May 06, 2015 03:10 am | Updated November 16, 2021 05:06 pm IST - Thiruvananthapuram:

The Kerala Police said they have intensified their efforts to “deny any operational base” to the armed comrades of arrested Maoist leader Roopesh.

The remnants of Roopesh’s unit were believed to be bivouacked in a forested area in north Kerala.

The combatants sustained themselves by drawing succour from tribal colonies and Maoist sympathisers in nearby towns, investigators said.

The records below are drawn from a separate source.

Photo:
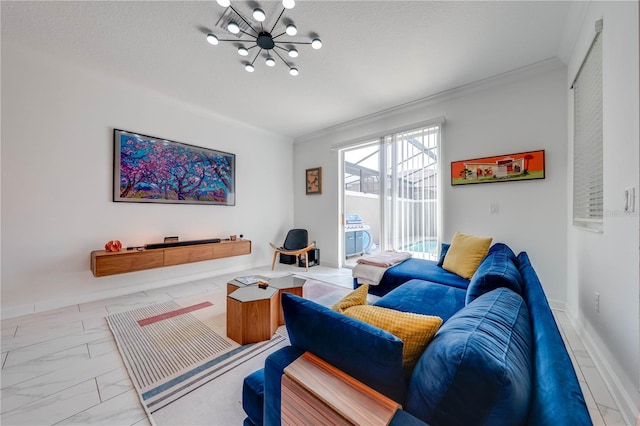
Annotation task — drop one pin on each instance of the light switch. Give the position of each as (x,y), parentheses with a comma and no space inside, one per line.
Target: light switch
(630,200)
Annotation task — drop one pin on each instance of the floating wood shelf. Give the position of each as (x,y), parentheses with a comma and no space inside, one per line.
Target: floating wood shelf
(105,263)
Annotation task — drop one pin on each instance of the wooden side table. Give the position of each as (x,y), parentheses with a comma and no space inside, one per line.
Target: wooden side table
(315,392)
(252,314)
(234,284)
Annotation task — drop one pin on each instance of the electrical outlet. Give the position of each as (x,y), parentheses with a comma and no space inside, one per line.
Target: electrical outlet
(630,200)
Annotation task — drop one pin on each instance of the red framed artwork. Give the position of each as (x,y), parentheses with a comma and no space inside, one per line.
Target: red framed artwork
(500,168)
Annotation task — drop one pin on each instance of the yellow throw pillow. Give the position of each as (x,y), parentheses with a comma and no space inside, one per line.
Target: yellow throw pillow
(415,330)
(465,254)
(356,297)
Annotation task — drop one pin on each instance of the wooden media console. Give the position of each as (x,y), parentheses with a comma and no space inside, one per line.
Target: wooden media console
(104,263)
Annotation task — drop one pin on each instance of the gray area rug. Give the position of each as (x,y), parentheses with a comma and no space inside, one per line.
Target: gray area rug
(185,369)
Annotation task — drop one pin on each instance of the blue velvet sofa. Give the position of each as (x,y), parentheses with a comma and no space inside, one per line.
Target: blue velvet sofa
(497,359)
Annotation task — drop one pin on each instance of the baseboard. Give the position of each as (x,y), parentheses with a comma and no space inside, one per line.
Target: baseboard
(628,404)
(16,311)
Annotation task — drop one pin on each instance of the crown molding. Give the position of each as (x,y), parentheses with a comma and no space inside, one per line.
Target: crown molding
(499,79)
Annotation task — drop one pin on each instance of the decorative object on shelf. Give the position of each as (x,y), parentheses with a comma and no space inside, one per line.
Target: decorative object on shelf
(260,37)
(500,168)
(314,181)
(154,170)
(113,245)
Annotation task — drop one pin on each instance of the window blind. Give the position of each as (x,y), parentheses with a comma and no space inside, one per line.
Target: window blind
(587,144)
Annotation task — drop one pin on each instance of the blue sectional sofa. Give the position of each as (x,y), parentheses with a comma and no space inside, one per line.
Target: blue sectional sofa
(498,357)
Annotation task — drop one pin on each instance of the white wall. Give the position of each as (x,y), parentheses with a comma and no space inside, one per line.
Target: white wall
(522,111)
(57,156)
(608,262)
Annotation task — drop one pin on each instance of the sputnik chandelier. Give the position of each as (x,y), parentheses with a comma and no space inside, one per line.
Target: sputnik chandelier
(262,38)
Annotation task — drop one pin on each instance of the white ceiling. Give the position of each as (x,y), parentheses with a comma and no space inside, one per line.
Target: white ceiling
(376,54)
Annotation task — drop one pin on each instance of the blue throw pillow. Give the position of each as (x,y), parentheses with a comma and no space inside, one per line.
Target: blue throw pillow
(368,353)
(503,248)
(496,270)
(477,370)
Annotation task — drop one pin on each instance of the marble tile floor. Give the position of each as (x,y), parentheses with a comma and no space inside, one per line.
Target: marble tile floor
(62,367)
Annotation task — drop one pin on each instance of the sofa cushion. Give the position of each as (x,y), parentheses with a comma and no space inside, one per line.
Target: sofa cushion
(421,269)
(368,353)
(424,297)
(496,270)
(503,248)
(477,369)
(415,330)
(551,403)
(253,397)
(355,298)
(465,254)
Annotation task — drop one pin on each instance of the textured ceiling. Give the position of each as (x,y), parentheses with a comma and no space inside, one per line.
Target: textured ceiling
(376,54)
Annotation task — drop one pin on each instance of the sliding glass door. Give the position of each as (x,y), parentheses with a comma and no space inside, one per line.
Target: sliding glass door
(411,189)
(391,194)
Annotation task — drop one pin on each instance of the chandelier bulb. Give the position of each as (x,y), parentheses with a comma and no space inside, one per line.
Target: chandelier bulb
(212,39)
(233,27)
(259,15)
(291,30)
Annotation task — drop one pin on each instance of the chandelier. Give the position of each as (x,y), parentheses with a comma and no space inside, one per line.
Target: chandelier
(257,36)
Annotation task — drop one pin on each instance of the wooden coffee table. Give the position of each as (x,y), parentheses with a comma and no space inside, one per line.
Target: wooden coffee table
(287,284)
(234,284)
(252,314)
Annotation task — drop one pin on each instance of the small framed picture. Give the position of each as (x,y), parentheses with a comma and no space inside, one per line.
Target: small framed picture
(314,181)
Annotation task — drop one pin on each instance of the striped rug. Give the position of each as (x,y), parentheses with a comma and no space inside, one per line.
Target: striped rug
(170,350)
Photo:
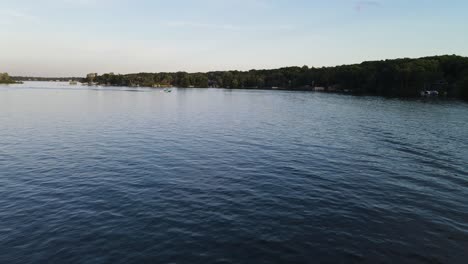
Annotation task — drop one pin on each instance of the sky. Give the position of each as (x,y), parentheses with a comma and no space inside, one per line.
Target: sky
(63,38)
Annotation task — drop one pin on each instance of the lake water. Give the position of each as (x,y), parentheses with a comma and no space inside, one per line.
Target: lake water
(124,175)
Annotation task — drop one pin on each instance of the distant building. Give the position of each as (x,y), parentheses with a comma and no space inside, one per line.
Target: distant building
(91,75)
(319,89)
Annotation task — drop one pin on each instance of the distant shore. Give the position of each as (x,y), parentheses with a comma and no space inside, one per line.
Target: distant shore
(407,78)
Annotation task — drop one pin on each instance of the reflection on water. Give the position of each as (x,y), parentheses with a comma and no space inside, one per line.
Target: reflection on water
(110,175)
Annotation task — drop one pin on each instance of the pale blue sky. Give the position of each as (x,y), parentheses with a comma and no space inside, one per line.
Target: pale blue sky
(73,37)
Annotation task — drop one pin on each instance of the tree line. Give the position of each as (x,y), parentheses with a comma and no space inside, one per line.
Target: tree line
(399,77)
(6,79)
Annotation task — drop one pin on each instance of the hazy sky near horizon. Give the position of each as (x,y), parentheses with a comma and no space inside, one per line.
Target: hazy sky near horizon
(74,37)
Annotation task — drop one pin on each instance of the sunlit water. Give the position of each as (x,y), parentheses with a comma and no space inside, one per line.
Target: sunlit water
(125,175)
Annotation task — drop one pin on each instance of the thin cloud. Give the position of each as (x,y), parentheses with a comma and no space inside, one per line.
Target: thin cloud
(361,5)
(11,16)
(226,27)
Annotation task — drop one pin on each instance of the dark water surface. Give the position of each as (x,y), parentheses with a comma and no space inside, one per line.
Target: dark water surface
(125,175)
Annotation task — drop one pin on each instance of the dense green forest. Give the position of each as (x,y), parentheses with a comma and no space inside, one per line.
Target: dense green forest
(44,79)
(5,78)
(400,77)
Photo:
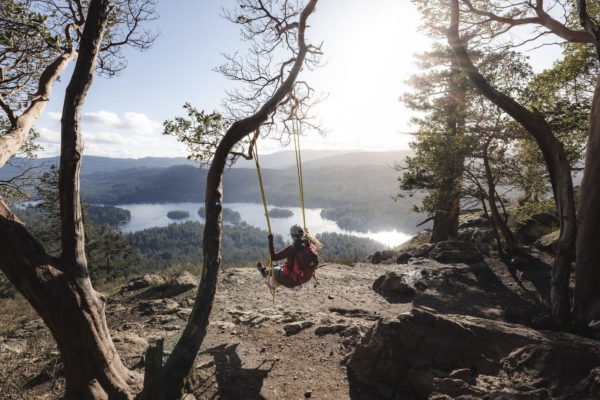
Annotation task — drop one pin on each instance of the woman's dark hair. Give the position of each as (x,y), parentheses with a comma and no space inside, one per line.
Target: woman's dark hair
(299,242)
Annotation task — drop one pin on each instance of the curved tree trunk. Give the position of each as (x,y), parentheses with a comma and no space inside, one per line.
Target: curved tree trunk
(59,289)
(498,221)
(445,221)
(586,302)
(556,161)
(180,362)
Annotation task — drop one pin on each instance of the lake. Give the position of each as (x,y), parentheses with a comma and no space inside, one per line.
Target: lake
(145,216)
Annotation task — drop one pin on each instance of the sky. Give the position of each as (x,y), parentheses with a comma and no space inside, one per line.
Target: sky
(368,50)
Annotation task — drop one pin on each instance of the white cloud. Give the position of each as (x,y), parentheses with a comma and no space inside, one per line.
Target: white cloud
(140,123)
(49,136)
(103,118)
(130,122)
(107,138)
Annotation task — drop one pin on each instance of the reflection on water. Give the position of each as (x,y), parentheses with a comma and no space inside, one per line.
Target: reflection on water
(145,216)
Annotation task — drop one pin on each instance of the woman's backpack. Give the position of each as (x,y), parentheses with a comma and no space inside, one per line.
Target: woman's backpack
(305,263)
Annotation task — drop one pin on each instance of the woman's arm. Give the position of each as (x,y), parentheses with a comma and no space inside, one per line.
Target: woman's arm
(277,256)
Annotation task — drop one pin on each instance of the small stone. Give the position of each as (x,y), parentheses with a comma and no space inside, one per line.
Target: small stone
(205,365)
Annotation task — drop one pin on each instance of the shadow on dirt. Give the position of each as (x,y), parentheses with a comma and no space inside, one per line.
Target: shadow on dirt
(234,381)
(361,391)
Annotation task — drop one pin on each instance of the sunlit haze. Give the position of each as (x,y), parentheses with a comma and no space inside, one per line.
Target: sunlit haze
(368,50)
(368,53)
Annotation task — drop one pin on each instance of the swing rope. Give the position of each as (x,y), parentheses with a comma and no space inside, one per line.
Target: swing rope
(296,134)
(262,191)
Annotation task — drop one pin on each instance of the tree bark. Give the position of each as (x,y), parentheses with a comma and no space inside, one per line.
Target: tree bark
(21,125)
(445,221)
(586,301)
(556,161)
(59,288)
(179,364)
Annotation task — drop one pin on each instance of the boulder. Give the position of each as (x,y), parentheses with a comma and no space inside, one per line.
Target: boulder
(128,344)
(402,258)
(152,307)
(143,282)
(536,226)
(546,242)
(455,252)
(181,284)
(420,353)
(392,282)
(473,220)
(380,256)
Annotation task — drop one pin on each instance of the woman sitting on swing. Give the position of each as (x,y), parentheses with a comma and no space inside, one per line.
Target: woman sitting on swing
(302,260)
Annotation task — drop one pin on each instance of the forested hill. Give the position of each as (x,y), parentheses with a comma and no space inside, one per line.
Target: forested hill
(358,198)
(279,160)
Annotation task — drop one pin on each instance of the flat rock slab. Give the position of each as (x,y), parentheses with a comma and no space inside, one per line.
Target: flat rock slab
(428,355)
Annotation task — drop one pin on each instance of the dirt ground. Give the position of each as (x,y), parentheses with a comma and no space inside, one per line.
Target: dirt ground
(252,350)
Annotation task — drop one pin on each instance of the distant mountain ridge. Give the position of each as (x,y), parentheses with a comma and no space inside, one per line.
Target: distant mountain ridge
(279,160)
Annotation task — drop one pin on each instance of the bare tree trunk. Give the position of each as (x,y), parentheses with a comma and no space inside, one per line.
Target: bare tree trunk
(21,125)
(181,360)
(556,161)
(445,222)
(587,293)
(509,237)
(586,302)
(60,289)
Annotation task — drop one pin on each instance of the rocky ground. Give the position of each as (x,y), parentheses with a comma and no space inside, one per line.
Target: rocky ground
(444,321)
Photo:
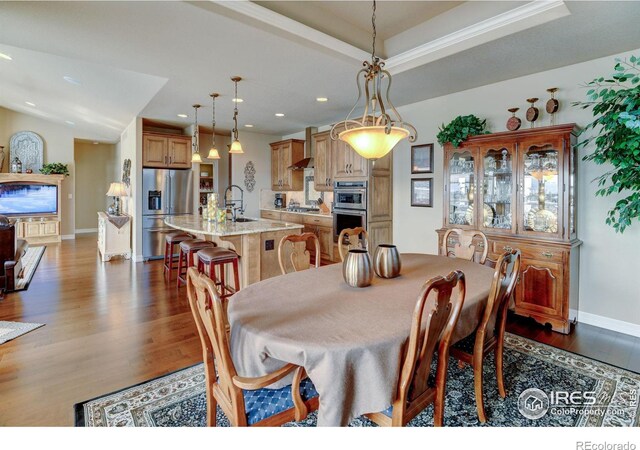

An official identified the prominent members of the unit as Vikram Gowda, Mahesh, alias Jayanna, A. Suresh, Latha, Kanya, alias Kanyakumari, and Sundari, alias Geeta. He said they hailed from Malnad region in Karnataka.

Inventory of arms

The police hoped that Roopesh’s arrest would shed light on the Maoists inventory of arms and the provenance of their assault rifles and matching ammunition.

They want to know whether the Maoists possessed workshop-grade anti-personnel weapons such as locally made and remotely triggered rockets, landmines, and wayside bombs.

The information could help them better calibrate their ongoing special operations to stop the irregular force from becoming a permanent armed Maoist menace in the expansive forested area known as the Northern tri-junction of the contiguous States of Kerala, Tamil Nadu, and Karnataka.

Aim of unit

Officials said the Maoists aspired to exert territorial control over the area to establish a corridor that would link them logistically to their armed bases in rural north India, chiefly Jharkhand.

The activists were members of the Kabani Dalam attached to the Western Ghats Special Zonal Committee of the Communist Party of India (Maoist).

The committee was formed in 2014 with the singular aim of emancipating (through armed struggle) tribal and Scheduled Caste communities and landless farmers marginalised by rapid economic development in Erode, Coimbatore, Palakkad, Kochi, Kozhikode, and Mangaloru.

The police have attributed at least 20 crimes reported in north Kerala to the group. The alleged offences included firing upon the police in a Wayanad forest last December, torching a local policeman’s motorbike, distributing pamphlets exhorting armed struggle, destruction of mining equipment, and ransacking of private forest lodges.